Dans certains villages phare de la région, le spectacle semble tiré d’un film apocalyptique. Tel est le cas notamment de Bint Jbeil, ville-symbole, où les ruelles, devenues impraticables, dégagent une odeur de puanteur insupportable, qui ne semble pas toutefois déranger la majeure partie des habitants qui se sont obstinés à réintégrer leurs ruines.
Derrière une montagne de remblais qui laisse deviner la présence, dans un passé récent, de ce qui fut le cœur de la ville, un couple sexagénaire est accroupi sur les marches de ce qui ressemblait à leur ancienne demeure.
Hiba et son mari Abou Ali étaient parmi les premiers à vouloir retourner « chez eux », dans un appartement de deux pièces, désormais perforé de part et d’autre. Dans la cuisine illuminée par le trou béant creusé par l’une des multiples bombes qui ont atteint le quartier, la vieille s’empresse de préparer le café et le thé, comme au bon vieux temps. L’hospitalité sudiste ne connaît par les conjonctures ni les ennuis logistiques auxquels font face ses habitants. Sans eau, sans électricité, sans toit au sens propre du terme, le couple n’en a cure de ces détails du quotidien, devenus insignifiants devant les récits de mort.
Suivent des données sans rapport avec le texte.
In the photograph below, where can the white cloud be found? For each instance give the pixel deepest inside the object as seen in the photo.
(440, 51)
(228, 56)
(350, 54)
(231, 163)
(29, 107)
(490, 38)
Hiba, qui semble avoir de la peine à verser le café, nous montre ses mains balafrées et perforées par les remblais qu’elle avait elle-même déblayés. Elles portent les stigmates de l’épreuve à laquelle elle s’est livrée pour pouvoir dégager l’entrée de sa demeure.
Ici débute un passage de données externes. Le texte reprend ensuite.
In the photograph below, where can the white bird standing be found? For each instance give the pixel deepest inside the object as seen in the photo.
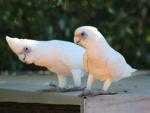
(101, 61)
(60, 57)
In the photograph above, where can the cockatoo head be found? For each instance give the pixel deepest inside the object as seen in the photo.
(23, 48)
(85, 34)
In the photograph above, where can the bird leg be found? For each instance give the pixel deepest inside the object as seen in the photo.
(87, 91)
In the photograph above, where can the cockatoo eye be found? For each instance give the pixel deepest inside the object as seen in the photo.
(27, 49)
(84, 34)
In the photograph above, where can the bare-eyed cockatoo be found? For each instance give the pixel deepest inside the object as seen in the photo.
(61, 57)
(101, 61)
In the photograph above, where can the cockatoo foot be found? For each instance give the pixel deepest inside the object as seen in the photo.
(53, 85)
(105, 93)
(54, 89)
(86, 93)
(90, 93)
« C’est moi qui ai frayé le chemin jusqu’à ma maison », dit-elle fièrement. Son mari sera un peu plus explicite : « Nous n’avons vu aucun tracteur dans les environs depuis l’arrêt des hostilités, dit-il. Personne n’est venu nous demander ce dont on avait besoin. » Pour lui, l’État n’est pas plus absent aujourd’hui qu’hier. Ils ne l’ont jamais vu, tout simplement, à l’exception de « quelques responsables politiques venus déverser leurs discours devant les caméras pour nous annoncer, à tour de rôle, qui était porteur du meilleur projet pour la ville », dit-il avec un brin de sarcasme.
D’ailleurs, le seul discours que le couple veut bien nous tenir est celui de l’unité, de la solidarité et de la compassion entre les Libanais, « les vrais, non pas ceux qui décident de l’avenir du pays, mais ceux qui subissent les décisions de ceux-là », précise Abou Ali.
« Malheureusement, le vrai Libanais, le citoyen lambda, est démuni, il n’a pas voix au chapitre, il n’a pas les moyens de demander des comptes à rendre », lance un proche de la famille, venu s’enquérir de l’état du vieux couple et inspecter ce qui reste de sa maison familiale, à quelques mètres de là.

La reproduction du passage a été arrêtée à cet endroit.